Anyway to tell if "too many" tempdbs is the "write" latency cause? RRS feed

  • Question

  • Hello, the 8 tempdb files are currently of equal size and live on a raid setup. 

    1. 8 x 64GB files of equal size, no growth (Start at 64gb
    2. 2 sockets, 16 cores, 32 logical processes (numa 1 and 2)
    3. MAXDOP set to 8
    4. 8 tempdb were created using the 500 various articles on tempdbs.

    I have experimented with 16 and 32 tempdbs which had adverse effects (slow query run time).

    1. The “write latency” on non-tempdb databases is 5-30ms.
    2. The “write latency” for the tempdb is often 1000-1200ms with a read latency of 1-20ms.
    3. Bytes per cluster: 64kb
    4. Offset: not set to 1024KB, currently 128MB … which could be  a related issue.
    5. I am also reaching out the the server admin on possibly a battery write cache for the raid config.
    6. Normal file transfers are 500-1500MBs. Activity monitor in sql is often slower for tempdb queries (30-150ms).

    Is there a way to bench/reproduce that writing to multiple tempdb files is the culprit and possibly to reduce the size to 4 files or 2 files?

    Other ideas?

    Utilized the common test query in various articles which shows 1000-1200 write latency in tempdb only:

        [ReadLatency] =
            CASE WHEN [num_of_reads] = 0
                THEN 0 ELSE ([io_stall_read_ms] / [num_of_reads]) END,
        [WriteLatency] =
            CASE WHEN [num_of_writes] = 0
                THEN 0 ELSE ([io_stall_write_ms] / [num_of_writes]) END,
        [Latency] =
            CASE WHEN ([num_of_reads] = 0 AND [num_of_writes] = 0)
                THEN 0 ELSE ([io_stall] / ([num_of_reads] + [num_of_writes])) END,
        [AvgBPerRead] =
            CASE WHEN [num_of_reads] = 0
                THEN 0 ELSE ([num_of_bytes_read] / [num_of_reads]) END,
        [AvgBPerWrite] =
            CASE WHEN [num_of_writes] = 0
                THEN 0 ELSE ([num_of_bytes_written] / [num_of_writes]) END,
        [AvgBPerTransfer] =
            CASE WHEN ([num_of_reads] = 0 AND [num_of_writes] = 0)
                THEN 0 ELSE
                    (([num_of_bytes_read] + [num_of_bytes_written]) /
                    ([num_of_reads] + [num_of_writes])) END,
        LEFT ([mf].[physical_name], 2) AS [Drive],
        DB_NAME ([vfs].[database_id]) AS [DB],
        sys.dm_io_virtual_file_stats (NULL,NULL) AS [vfs]
    JOIN sys.master_files AS [mf]
        ON [vfs].[database_id] = [mf].[database_id]
        AND [vfs].[file_id] = [mf].[file_id]
    -- WHERE [vfs].[file_id] = 2 -- log files
    -- ORDER BY [Latency] DESC
    -- ORDER BY [ReadLatency] DESC
    ORDER BY [WriteLatency] DESC;

    • Edited by xxjergerxx Friday, June 23, 2017 5:56 PM
    Friday, June 23, 2017 5:54 PM

All replies

  • You can always try to reduce the number of tempdb files, but I don't think that's the problem.  Does the tempdb have it's own set of disks (ie not on system drive or being shared with other databases)?  What's the average disk queue look length look like?  Have you looked to see what's hitting the tempdb, to see if there's any query optimizations that can be made?
    Friday, June 23, 2017 7:01 PM
  • a. TEMPDB is on its own set of disks/raid dedicated to the server, although any details further than that I am not certain. With various benchmarks you can often see 1000-3000MBS except for 4kb writes 50-200mbs. I do not believe it has a battery write cache at this time and I reached out to see if we could test this. 
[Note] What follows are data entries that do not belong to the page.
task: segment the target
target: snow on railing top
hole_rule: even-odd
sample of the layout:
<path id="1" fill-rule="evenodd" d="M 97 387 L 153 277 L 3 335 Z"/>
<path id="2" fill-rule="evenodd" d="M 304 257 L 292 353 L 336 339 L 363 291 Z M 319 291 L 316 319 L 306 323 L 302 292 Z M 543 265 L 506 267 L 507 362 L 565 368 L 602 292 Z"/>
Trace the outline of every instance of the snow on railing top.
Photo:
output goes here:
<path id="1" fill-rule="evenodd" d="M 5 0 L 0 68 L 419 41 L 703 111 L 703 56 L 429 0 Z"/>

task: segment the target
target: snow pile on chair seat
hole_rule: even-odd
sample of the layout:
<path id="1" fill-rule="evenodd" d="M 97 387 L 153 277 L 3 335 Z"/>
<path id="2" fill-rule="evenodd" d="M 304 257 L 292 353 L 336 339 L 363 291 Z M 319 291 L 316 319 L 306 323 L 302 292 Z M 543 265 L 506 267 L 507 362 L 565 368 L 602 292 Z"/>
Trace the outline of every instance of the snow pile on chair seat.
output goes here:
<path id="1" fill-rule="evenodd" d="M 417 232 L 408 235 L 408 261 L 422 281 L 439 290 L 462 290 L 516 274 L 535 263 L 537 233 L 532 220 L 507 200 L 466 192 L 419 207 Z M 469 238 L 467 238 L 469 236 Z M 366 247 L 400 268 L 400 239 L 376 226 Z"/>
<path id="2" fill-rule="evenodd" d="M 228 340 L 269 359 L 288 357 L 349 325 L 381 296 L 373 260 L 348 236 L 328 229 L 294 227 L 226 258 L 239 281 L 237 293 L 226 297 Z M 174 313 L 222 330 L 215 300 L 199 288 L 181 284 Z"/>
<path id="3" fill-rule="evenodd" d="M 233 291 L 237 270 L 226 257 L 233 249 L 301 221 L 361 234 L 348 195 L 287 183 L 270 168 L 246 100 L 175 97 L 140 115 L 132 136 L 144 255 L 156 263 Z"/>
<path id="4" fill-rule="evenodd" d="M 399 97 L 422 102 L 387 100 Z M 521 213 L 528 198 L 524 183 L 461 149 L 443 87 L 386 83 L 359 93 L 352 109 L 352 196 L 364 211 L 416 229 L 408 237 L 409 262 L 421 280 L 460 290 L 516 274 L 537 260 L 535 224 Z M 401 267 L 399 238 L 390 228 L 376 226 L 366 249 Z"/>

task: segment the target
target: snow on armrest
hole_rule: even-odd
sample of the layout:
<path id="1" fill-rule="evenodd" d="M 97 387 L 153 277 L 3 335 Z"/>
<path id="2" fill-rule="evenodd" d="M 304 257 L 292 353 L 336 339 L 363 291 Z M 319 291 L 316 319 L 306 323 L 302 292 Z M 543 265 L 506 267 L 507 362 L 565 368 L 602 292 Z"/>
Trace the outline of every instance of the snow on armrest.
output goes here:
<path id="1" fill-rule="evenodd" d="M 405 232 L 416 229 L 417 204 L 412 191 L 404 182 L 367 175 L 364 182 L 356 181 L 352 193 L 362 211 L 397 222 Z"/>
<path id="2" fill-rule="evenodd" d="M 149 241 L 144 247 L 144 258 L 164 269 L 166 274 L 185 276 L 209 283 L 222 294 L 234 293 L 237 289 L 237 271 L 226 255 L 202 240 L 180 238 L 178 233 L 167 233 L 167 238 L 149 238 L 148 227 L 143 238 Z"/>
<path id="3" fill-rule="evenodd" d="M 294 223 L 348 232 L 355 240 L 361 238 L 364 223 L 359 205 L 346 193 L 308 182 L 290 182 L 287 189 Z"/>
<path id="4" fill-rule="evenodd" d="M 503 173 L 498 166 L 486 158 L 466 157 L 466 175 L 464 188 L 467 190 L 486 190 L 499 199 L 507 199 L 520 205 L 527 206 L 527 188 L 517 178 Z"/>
    b. the offset is at 129MB which MS recommends the disk to have an offset of 1024kb, this could be related.

    c. the tempdb "Work" is in general always having this issue... at times I've seen the write latency as low as 150... but often it is much higher than this. It can be from simple queries (select into), queries with joins, queries that take advantage of 100% high quality clustered indexes... the only consistency is the write latency is often high. ... does not appear to be query specific. 

    d. CX packets always occur except when maxdop = 1. I keep maxdop set to 8 (no performance increase by lowering). 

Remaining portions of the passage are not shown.